Question

Consider the east wall of a house that has a thickness of \(L\) The outer surface of the wall exchanges heat by both convection and radiation. The interior of the house is maintained at \(T_{\infty \text { l }}\), while the ambient air temperature outside remains at \(T_{c e 2}\). The sky, the ground, and the surfaces of the surrounding structures at this location can be modeled as a surface at an effective temperature of \(T_{\text {sky }}\) for radiation exchange on the outer surface. The radiation exchange between the inner surface of the wall and the surfaces of the walls, floor, and ceiling it faces is negligible. The convection heat transfer coefficients on the inner and outer surfaces of the wall are \(h_{1}\) and \(h_{2}\), respectively. The thermal conductivity of the wall material is \(k\) and the emissivity of the outer surface is \(\varepsilon_{2}\). Assuming the heat transfer through the wall to be steady and one-dimensional, express the mathematical formulation (the differential equation and the boundary and initial conditions) of this heat conduction problem.
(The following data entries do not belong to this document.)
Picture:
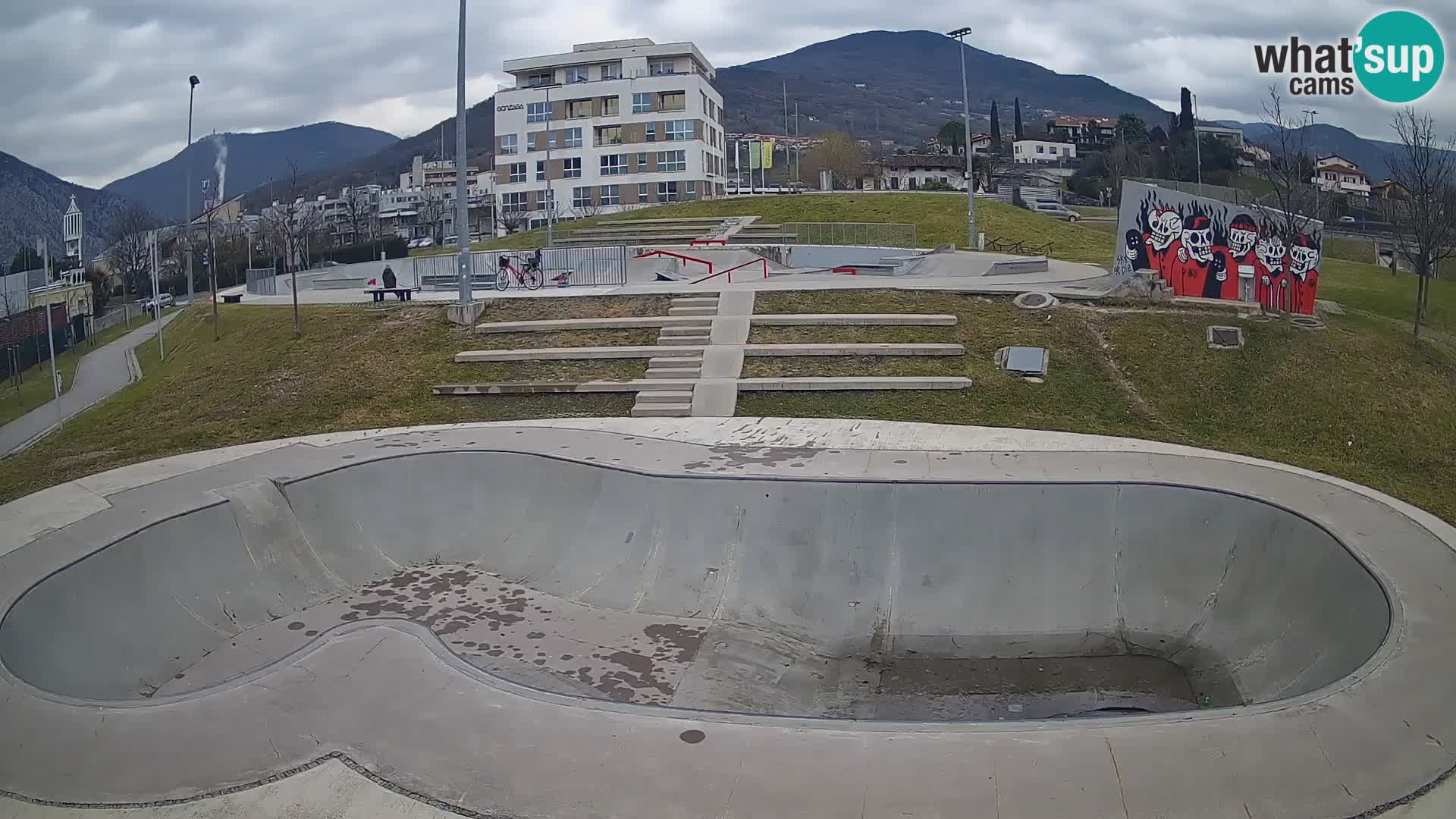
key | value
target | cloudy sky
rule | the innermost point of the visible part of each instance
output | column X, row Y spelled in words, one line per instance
column 96, row 89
Do not solve.

Short answer

Answer: The mathematical formulation of the heat conduction problem consists of the heat conduction equation and boundary conditions. Heat Conduction Equation: \(\frac{d^2 T}{dx^2} = 0\) Boundary Conditions: 1. Inner Surface (x = 0): \(-k \frac{dT}{dx} \Big|_{x=0} = h_1 (T_\text{l} - T(0))\) 2. Outer Surface (x = L): \(-k \frac{dT}{dx} \Big|_{x=L} = h_2 (T_\text{e2} - T(L)) + \varepsilon_2 \sigma (T_\text{sky}^4 - T(L)^4)\)

Step-by-step solution

- Define the temperature distribution function

Let \(T(x)\) represent the temperature distribution within the wall at distance \(x\) from the inner surface. The wall thickness is \(L\), and the temperature at \(x = 0\) is \(T_\text{l}\) (interior temperature), while the temperature at \(x = L\) is the outer surface temperature \(T_\text{o}\).
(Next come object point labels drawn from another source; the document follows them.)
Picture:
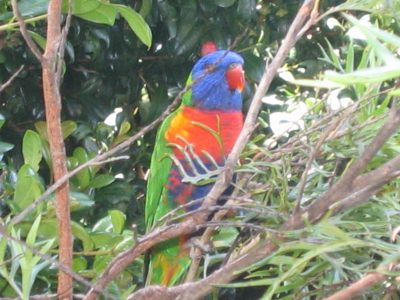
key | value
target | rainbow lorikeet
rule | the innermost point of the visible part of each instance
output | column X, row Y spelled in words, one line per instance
column 191, row 143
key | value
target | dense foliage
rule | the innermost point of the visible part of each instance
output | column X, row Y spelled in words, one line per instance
column 118, row 78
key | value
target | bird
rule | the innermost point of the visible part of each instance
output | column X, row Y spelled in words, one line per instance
column 191, row 145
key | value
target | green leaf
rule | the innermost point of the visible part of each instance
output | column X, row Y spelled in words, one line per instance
column 371, row 75
column 27, row 188
column 118, row 220
column 80, row 201
column 81, row 6
column 136, row 23
column 79, row 264
column 125, row 127
column 102, row 180
column 41, row 128
column 4, row 147
column 68, row 128
column 80, row 232
column 103, row 14
column 84, row 176
column 32, row 149
column 225, row 3
column 28, row 8
column 2, row 120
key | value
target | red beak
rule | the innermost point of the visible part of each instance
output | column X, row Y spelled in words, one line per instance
column 235, row 77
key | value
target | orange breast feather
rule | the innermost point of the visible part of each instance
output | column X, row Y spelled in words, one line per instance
column 212, row 131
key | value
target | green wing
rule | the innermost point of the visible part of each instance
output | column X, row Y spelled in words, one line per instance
column 161, row 165
column 159, row 171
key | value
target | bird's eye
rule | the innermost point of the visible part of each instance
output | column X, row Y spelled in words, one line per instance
column 209, row 68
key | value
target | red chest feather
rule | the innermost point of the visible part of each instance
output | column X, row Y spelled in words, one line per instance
column 212, row 131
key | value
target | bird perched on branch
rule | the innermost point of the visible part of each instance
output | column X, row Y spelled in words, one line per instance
column 191, row 146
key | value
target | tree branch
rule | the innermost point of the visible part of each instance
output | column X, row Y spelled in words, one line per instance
column 11, row 79
column 24, row 31
column 189, row 225
column 52, row 99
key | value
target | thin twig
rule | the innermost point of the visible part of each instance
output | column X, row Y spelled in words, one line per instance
column 63, row 41
column 24, row 31
column 314, row 153
column 11, row 79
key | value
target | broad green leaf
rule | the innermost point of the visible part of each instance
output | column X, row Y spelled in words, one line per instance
column 101, row 180
column 371, row 75
column 79, row 264
column 32, row 234
column 41, row 128
column 350, row 58
column 4, row 147
column 27, row 8
column 380, row 50
column 136, row 23
column 83, row 176
column 299, row 265
column 118, row 220
column 103, row 14
column 103, row 225
column 80, row 232
column 225, row 3
column 145, row 8
column 2, row 120
column 68, row 128
column 80, row 201
column 81, row 6
column 125, row 127
column 32, row 149
column 28, row 187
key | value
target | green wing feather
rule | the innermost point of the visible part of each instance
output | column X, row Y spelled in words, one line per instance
column 159, row 171
column 161, row 165
column 168, row 261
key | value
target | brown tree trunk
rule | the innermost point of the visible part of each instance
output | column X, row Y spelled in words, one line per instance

- Write down the heat conduction equation

We can write Fourier's law of heat conduction for the wall: \(\frac{d^2 T}{ dx^2} = 0\) As the problem assumes steady-state and one-dimensional heat transfer, the second-order derivative of temperature with respect to \(x\) equals zero.
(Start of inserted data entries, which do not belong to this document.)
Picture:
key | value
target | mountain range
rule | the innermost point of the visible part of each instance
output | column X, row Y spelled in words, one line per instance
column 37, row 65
- Determine the boundary conditions at x = 0 (inner surface)

At the inner surface (x = 0), the boundary condition is determined by the heat transfer between the wall surface and the interior air through convection: \(-k \frac{dT}{dx} \Big|_{x=0} = h_1 (T_\text{l} - T(0))\)

- Determine the boundary conditions at x = L (outer surface)

At the outer surface (x = L), the boundary condition is determined by the heat transfer with the ambient air through convection and radiation: \(-k \frac{dT}{dx} \Big|_{x=L} = h_2 (T_\text{e2} - T(L)) + \varepsilon_2 \sigma (T_\text{sky}^4 - T(L)^4)\) Where \(\sigma\) is the Stefan-Boltzmann constant.

- Present the final mathematical formulation

With the heat conduction equation and the boundary conditions identified, we can summarize the mathematical formulation of this problem as follows: Heat Conduction Equation: \(\frac{d^2 T}{dx^2} = 0\) Boundary Conditions: 1. Inner Surface (x = 0): \(-k \frac{dT}{dx} \Big|_{x=0} = h_1 (T_\text{l} - T(0))\) 2. Outer Surface (x = L): \(-k \frac{dT}{dx} \Big|_{x=L} = h_2 (T_\text{e2} - T(L)) + \varepsilon_2 \sigma (T_\text{sky}^4 - T(L)^4)\) This is the final mathematical formulation for this heat conduction problem, as asked in the exercise.